In practice, if a user has issues registering, the data must show which the impediments are. The “Growth”, in this case, concerns the activation indicator. Retaining, engagement, and success rate are other common examples of KPI (key performance indicators). These, allied with the collected data, develop an evolution strategy for the product.
Although it resembles Growth Hacking, the Marketing Team does not manufacture this methodology all alone. The perspective of the Development Team is also considered. In short, a multidisciplinary team, thinking about the development in smaller circles in order to leverage the digital product and business indicators.
How “Growth” works
A team dedicated to drawing the evolution strategy of a digital product has three well-established functions: the first one is the product manager, which concerns the functionalities and how much they adhere to business objectives. The second one is a data scientist (or a team of them), which establishes metrics and build dashboards from the data collected. Finally, there is a specialist in UX (User Experience), who does interviews and dynamics about the user journey.
The last two roles together provide the product manager all the information necessary to formulate improvement hypotheses and an opportunistic roadmap to develop. The data analysis process should create hypotheses to be tested in controlled experiments that are, just for a small part of the product users.
The validation of these hypotheses may or may not occur. In a negative case, new hypotheses and experiments should be elaborated. In positive cases, the reworked product is distributed to all users. If the desired indicator increases, it means that everything went all right.
The “Growth” basis is the experimentation and the development of culture around it. The liberty to quickly experiment with new strategies makes all the difference to a company that intends to innovate.

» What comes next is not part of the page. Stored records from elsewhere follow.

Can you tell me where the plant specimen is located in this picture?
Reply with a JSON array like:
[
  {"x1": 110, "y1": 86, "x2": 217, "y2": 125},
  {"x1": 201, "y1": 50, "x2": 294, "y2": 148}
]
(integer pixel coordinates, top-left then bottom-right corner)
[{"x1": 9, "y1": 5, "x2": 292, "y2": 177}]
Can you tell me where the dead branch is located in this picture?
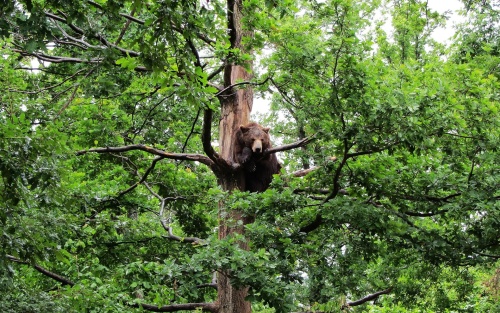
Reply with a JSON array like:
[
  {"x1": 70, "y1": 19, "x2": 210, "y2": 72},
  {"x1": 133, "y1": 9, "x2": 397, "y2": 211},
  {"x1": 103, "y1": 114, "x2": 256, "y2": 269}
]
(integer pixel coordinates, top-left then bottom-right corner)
[
  {"x1": 7, "y1": 255, "x2": 75, "y2": 286},
  {"x1": 342, "y1": 287, "x2": 392, "y2": 310},
  {"x1": 262, "y1": 136, "x2": 315, "y2": 158},
  {"x1": 7, "y1": 255, "x2": 218, "y2": 313},
  {"x1": 201, "y1": 108, "x2": 220, "y2": 163},
  {"x1": 129, "y1": 303, "x2": 219, "y2": 313},
  {"x1": 76, "y1": 145, "x2": 215, "y2": 167}
]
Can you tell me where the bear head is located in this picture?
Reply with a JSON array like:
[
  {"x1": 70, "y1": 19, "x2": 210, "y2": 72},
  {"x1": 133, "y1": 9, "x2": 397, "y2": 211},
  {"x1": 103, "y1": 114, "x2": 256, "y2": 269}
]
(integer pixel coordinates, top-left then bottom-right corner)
[{"x1": 239, "y1": 123, "x2": 271, "y2": 154}]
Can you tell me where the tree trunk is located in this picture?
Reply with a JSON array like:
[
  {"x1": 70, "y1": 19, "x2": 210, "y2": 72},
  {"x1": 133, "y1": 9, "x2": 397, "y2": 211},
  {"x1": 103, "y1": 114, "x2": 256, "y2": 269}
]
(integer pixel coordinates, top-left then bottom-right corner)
[{"x1": 217, "y1": 0, "x2": 253, "y2": 313}]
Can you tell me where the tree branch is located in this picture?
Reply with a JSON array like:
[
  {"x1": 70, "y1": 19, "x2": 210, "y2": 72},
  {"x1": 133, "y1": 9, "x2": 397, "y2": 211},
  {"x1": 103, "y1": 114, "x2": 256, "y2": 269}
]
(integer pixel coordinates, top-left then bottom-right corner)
[
  {"x1": 76, "y1": 145, "x2": 215, "y2": 167},
  {"x1": 342, "y1": 287, "x2": 392, "y2": 309},
  {"x1": 7, "y1": 255, "x2": 75, "y2": 286},
  {"x1": 262, "y1": 135, "x2": 316, "y2": 158},
  {"x1": 201, "y1": 108, "x2": 220, "y2": 163},
  {"x1": 130, "y1": 303, "x2": 219, "y2": 313}
]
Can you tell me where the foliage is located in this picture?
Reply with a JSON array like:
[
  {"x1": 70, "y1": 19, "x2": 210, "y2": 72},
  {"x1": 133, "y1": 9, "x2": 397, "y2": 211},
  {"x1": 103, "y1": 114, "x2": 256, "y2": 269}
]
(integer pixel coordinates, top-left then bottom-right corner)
[{"x1": 0, "y1": 0, "x2": 500, "y2": 313}]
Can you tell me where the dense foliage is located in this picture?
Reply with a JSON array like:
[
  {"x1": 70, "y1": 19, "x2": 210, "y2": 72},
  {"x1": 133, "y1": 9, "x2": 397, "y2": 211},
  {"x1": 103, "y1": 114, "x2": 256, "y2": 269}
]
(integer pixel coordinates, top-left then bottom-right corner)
[{"x1": 0, "y1": 0, "x2": 500, "y2": 313}]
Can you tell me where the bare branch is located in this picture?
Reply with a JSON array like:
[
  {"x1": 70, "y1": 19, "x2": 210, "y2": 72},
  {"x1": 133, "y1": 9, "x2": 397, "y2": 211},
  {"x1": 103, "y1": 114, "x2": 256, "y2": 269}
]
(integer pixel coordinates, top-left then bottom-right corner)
[
  {"x1": 215, "y1": 77, "x2": 270, "y2": 97},
  {"x1": 7, "y1": 68, "x2": 85, "y2": 94},
  {"x1": 130, "y1": 303, "x2": 219, "y2": 313},
  {"x1": 201, "y1": 108, "x2": 220, "y2": 163},
  {"x1": 118, "y1": 156, "x2": 164, "y2": 197},
  {"x1": 7, "y1": 255, "x2": 75, "y2": 286},
  {"x1": 159, "y1": 196, "x2": 205, "y2": 245},
  {"x1": 292, "y1": 166, "x2": 321, "y2": 177},
  {"x1": 181, "y1": 108, "x2": 201, "y2": 153},
  {"x1": 342, "y1": 287, "x2": 392, "y2": 309},
  {"x1": 76, "y1": 145, "x2": 215, "y2": 167},
  {"x1": 262, "y1": 135, "x2": 315, "y2": 158}
]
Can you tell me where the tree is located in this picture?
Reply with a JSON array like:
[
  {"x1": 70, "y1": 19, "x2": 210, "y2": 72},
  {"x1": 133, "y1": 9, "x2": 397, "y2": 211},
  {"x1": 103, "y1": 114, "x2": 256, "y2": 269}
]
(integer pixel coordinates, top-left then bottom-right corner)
[{"x1": 0, "y1": 0, "x2": 500, "y2": 312}]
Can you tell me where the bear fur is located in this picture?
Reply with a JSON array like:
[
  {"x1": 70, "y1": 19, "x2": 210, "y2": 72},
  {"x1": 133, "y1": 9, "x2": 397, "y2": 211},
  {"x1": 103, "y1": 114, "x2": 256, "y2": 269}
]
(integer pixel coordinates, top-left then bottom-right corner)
[{"x1": 233, "y1": 122, "x2": 281, "y2": 192}]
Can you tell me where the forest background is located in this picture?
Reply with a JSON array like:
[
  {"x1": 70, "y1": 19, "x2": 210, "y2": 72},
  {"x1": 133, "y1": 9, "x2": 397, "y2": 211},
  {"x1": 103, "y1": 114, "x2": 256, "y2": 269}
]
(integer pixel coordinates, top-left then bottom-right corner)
[{"x1": 0, "y1": 0, "x2": 500, "y2": 313}]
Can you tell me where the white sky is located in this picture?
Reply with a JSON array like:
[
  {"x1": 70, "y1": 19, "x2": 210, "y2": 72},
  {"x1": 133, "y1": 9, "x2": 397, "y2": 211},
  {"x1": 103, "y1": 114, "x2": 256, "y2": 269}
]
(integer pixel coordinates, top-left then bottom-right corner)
[{"x1": 251, "y1": 0, "x2": 464, "y2": 120}]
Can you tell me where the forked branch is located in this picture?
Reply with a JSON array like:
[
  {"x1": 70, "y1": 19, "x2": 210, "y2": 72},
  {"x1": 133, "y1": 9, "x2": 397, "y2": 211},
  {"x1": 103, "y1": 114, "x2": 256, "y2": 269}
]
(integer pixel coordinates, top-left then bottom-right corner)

Escalates is always possible
It is never too late to apply a “Growth-Driven Design” strategy to digital products. Otherwise, it is important to think about the strategy since the beginning of the project that includes defining business indicators and metrics linked to the product to facilitate the tagging of interactions and data collection.
After all, the agile development methods always start the digital product lifecycle with an MVP (minimum viable product) and then collect data. If that information is incorrectly generated since the beginning of the project, it is impossible to understand if the product is working as expected and much less fix deviations.
Any application with a large number of users and aligned with the business objectives can have further planning. However, it is important to be aware that crucial information may have been lost when the “Growth” strategy arrives late, impairing its evolution.
From 2019, we offer the “Growth-Driven Design”. The projects began to yield results for both new and old clients. Our main goal is to spread out to the market about the advantages brought by “Growth”, especially to those organizations that were not born within an agile culture.
Many speak of collecting data of its products but are still several steps behind in the implementation of a proper strategy. Finding new ways to speed the digital product evolution out can make the difference to companies that need to innovate and keep themselves competitive in a digitally transformed world.